Figure 5 depicts typical data for the determination of IC50 values of two inhibitors (PIK-108 and PIK-93) against a lipid kinase (p110α). In this experiment, inhibitor was arrayed in 5 µl of 10% DMSO across eight rows of a 96-well PCR plate; PCR plates are used to facilitate handling small reaction volumes (25 µl), thereby minimizing the consumption of kinase and [γ-32P]ATP. The inhibitor was aliquoted in threefold dilutions to achieve final assay concentrations that range from 50 to 0.0003 µM, thereby spanning the predicted IC50 value for the drug. Kinase was then added to each well of the plate in 10 µl of a solution containing kinase reaction buffer, lipid and BSA. To initiate the kinase reaction, 10 µl of a solution containing 2 µCi [γ-32P]ATP was added to each well of the plate (adjusted to achieve a final ATP concentration of 10 µM in the assay). The kinase reaction was allowed to proceed for 30 min, at which point the reaction was terminated by spotting 4 µl from each well onto a nitrocellulose membrane. All liquid transfers were performed using a multi-channel pipettor to initiate and terminate the assay consistently. The membrane was then washed four times for 15 min each with 100–200 ml of wash solution (1 M NaCl/1% phosphoric acid). The last wash was allowed to proceed overnight. After allowing the membrane to dry, it was exposed to a phosphorimager screen to generate the raw data shown in Figure 5b. Quantification of these spots using the MATLAB script ‘Spot’ was performed as shown in Figure 6 to yield the dose–response data shown in Figure 5a. IC50 values for each inhibitor were obtained by fitting a sigmoidal dose–response curve to these data using the Prism software package.

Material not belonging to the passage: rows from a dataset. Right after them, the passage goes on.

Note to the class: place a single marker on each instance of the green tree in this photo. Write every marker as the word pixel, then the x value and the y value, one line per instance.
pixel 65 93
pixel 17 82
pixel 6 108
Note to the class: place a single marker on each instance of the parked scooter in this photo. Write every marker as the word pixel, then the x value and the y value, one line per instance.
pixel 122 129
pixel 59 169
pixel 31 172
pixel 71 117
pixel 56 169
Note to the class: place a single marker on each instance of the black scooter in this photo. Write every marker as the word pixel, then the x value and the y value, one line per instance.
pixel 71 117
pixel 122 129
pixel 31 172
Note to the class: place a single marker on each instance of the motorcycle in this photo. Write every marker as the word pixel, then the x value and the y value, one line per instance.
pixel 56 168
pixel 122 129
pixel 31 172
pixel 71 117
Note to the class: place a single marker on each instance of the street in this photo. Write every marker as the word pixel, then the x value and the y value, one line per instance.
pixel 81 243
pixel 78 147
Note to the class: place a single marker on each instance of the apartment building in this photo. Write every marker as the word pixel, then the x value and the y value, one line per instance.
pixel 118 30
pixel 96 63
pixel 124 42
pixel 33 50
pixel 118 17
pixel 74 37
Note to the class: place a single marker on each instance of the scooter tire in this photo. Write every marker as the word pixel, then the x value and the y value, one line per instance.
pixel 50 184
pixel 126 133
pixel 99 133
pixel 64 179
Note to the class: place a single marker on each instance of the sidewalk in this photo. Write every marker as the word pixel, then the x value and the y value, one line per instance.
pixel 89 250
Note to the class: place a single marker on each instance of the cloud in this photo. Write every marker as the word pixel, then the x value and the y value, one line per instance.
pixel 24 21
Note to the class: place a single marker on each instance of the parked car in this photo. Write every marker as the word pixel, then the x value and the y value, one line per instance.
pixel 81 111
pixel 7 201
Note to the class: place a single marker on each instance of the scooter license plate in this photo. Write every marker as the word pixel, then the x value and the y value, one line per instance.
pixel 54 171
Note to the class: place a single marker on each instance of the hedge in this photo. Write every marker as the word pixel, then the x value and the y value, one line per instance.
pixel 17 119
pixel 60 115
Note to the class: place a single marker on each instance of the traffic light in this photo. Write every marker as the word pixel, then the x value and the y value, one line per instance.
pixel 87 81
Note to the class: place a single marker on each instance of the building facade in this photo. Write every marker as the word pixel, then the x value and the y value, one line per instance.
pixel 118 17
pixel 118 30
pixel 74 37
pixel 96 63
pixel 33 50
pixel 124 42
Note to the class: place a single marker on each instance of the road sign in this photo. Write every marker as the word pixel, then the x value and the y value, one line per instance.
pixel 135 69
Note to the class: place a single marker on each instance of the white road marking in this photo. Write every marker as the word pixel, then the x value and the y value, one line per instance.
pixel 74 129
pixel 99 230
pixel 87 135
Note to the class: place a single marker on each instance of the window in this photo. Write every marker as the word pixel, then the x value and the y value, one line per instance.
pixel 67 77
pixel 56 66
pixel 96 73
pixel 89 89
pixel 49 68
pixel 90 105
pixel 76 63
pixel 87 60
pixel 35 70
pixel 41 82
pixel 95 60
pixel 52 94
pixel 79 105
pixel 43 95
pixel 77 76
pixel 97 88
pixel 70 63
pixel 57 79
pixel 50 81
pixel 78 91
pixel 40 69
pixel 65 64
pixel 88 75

The specific activity of the lipid kinase is the major determinant of the signal-to-background ratio in this assay. Extended washing removes the vast majority of radioactive ATP and phosphate from the nitrocellulose membrane, but trace amounts of radioactive material will adhere to the membrane independent of kinase activity. For relatively active lipid kinases such as the class I PI3-kinases or the PI4-kinases, we have found that a final kinase concentration in the assay of ~ 1 µg ml−1 (~ 5 nM) typically yields a signal-to-background ratio greater than 10. At this concentration, ~ 2 µg of enzyme is sufficient to assay a 96-well plate, which is cost efficient for most purposes. Other lipid kinases, such PI(5)P4-KIIβ, have very low specific activity under all assay conditions we have tested, and for these kinases it may be necessary to use 50- to 100-fold more enzyme to achieve similar results. Similar considerations apply to the analysis of kinase activity from immunoprecipitates. However, as the 96-well assay format described below requires a homogenous source of enzyme, immunoprecipitated kinases must be eluted from the beads before assaying in 96-well plates.
For each kinase preparation, it is necessary to empirically determine the appropriate enzyme concentration before starting high-throughput assays. As a general guideline, one should aim for a radioactive signal that is at least tenfold greater than negative controls in which either the kinase or the lipid has been omitted. During the optimization of enzyme concentration, it is also advisable to test several different reaction lengths (e.g., 30, 60 and 120 min) to assess the stability of the enzyme and the potential for enhanced signal-to-background ratio at longer reaction times.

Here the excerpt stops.